McKinney ISD is looking to decrease the district’s tax rate by $0.05 in the upcoming fiscal year.

During a presentation at the May 17 MISD board meeting, Jason Bird, the district’s deputy superintendent of business, operations, accountability and technology, gave a budget update to trustees and discussed the proposed lower rate.

During fiscal year 2020-21, the average single-family home in MISD was valued at $377,932. FY 2021-22 will have the average single-family home in MISD valued at $490,400, a 29.76% increase.

However, Bird noted that House Bill 3, passed in the 2019 legislative session, compressed the maintenance and operations tax rate for the district, reduced state aid given to the district and increased the amount the district has to pay in recapture. Recapture refers to Texas legislation that requires property-rich school districts, such as MISD, to pay a portion of locally collected property tax revenue to the state, which then distributes the funds to property-poor districts.

Bird said that with property value growth, the maintenance and operations tax rate for the district will have to be mandatorily compressed. Meanwhile, the district is expected to pay $3.77 million in recapture during FY 2022-23, up from $2.87 million in FY 2021-22.

Federal funding given to the school district allowed it to forgo the voter-approved tax rate election held in 2021, Bird said. The district was still able to drop its total tax rate by almost $0.10 in FY 2021-22 through the federal dollars instead.

Another tax rate decrease is expected for FY 2022-23, Bird said.

“With the mandatory compression for all that property value growth, we anticipate a $0.05 reduction in our M&O tax rate, and our debt service rate will stay where it is,” Bird said.

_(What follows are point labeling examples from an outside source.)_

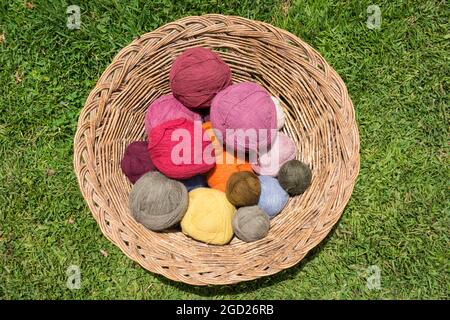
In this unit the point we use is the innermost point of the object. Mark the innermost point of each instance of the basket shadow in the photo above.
(249, 286)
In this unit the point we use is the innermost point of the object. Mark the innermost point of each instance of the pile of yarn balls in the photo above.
(221, 195)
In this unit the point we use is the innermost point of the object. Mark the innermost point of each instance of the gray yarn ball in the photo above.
(295, 177)
(157, 201)
(251, 223)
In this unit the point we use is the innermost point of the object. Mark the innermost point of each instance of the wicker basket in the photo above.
(319, 117)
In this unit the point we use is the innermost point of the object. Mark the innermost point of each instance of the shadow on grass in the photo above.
(249, 286)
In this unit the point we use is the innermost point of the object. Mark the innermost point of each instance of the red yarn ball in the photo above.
(136, 161)
(197, 75)
(178, 149)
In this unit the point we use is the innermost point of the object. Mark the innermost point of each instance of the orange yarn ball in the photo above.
(218, 177)
(226, 164)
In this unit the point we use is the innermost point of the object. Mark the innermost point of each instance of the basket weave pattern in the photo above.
(319, 117)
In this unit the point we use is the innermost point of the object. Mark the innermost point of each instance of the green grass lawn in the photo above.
(397, 218)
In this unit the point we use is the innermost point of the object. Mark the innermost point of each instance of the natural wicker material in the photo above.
(319, 117)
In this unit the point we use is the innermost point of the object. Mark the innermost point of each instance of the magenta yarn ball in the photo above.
(282, 150)
(167, 108)
(197, 75)
(245, 106)
(180, 149)
(136, 161)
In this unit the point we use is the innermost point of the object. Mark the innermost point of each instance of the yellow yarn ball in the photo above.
(209, 216)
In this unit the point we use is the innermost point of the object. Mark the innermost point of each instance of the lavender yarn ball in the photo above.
(167, 108)
(273, 198)
(246, 107)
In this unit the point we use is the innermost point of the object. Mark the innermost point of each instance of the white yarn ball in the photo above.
(280, 112)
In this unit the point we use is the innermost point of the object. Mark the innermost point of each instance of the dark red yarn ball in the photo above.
(197, 75)
(136, 161)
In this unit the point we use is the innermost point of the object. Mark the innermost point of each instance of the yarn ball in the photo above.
(167, 108)
(245, 115)
(243, 189)
(280, 113)
(198, 181)
(295, 177)
(218, 177)
(197, 75)
(269, 163)
(273, 198)
(158, 202)
(251, 223)
(178, 150)
(136, 161)
(209, 216)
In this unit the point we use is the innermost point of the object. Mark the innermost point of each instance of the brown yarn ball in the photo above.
(295, 177)
(243, 189)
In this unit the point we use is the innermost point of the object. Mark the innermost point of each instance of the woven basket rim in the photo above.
(96, 178)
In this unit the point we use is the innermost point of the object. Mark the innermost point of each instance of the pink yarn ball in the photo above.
(167, 108)
(245, 106)
(178, 150)
(282, 150)
(197, 75)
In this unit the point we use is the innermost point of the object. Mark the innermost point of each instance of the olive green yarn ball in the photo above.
(294, 177)
(251, 223)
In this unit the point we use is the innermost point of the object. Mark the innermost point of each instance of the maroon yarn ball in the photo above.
(197, 75)
(178, 149)
(136, 161)
(167, 108)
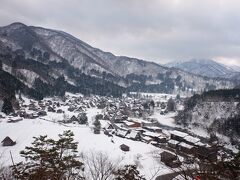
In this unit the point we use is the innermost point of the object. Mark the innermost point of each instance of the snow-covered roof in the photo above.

He proposed the maintenance and operations budget for the school district would decrease from $1.0067 per $100 valuation to $0.9567 per $100 valuation. The district’s debt service fund would remain at $0.37 per $100, for a total tax rate of $1.3267 per $100 valuation.

“Obviously we will look to lower our debt service rate as is fiscally prudent in the future,” Bird said.

The MISD board of trustees is expected to approve the FY 2022-23 budget at its June meeting.

“It’s up to the state to fund public education, so it’s up to everyone in this room to contact their Legislature and say, ‘You support public education, please fund it,’” Board Member Stephanie O’Dell said.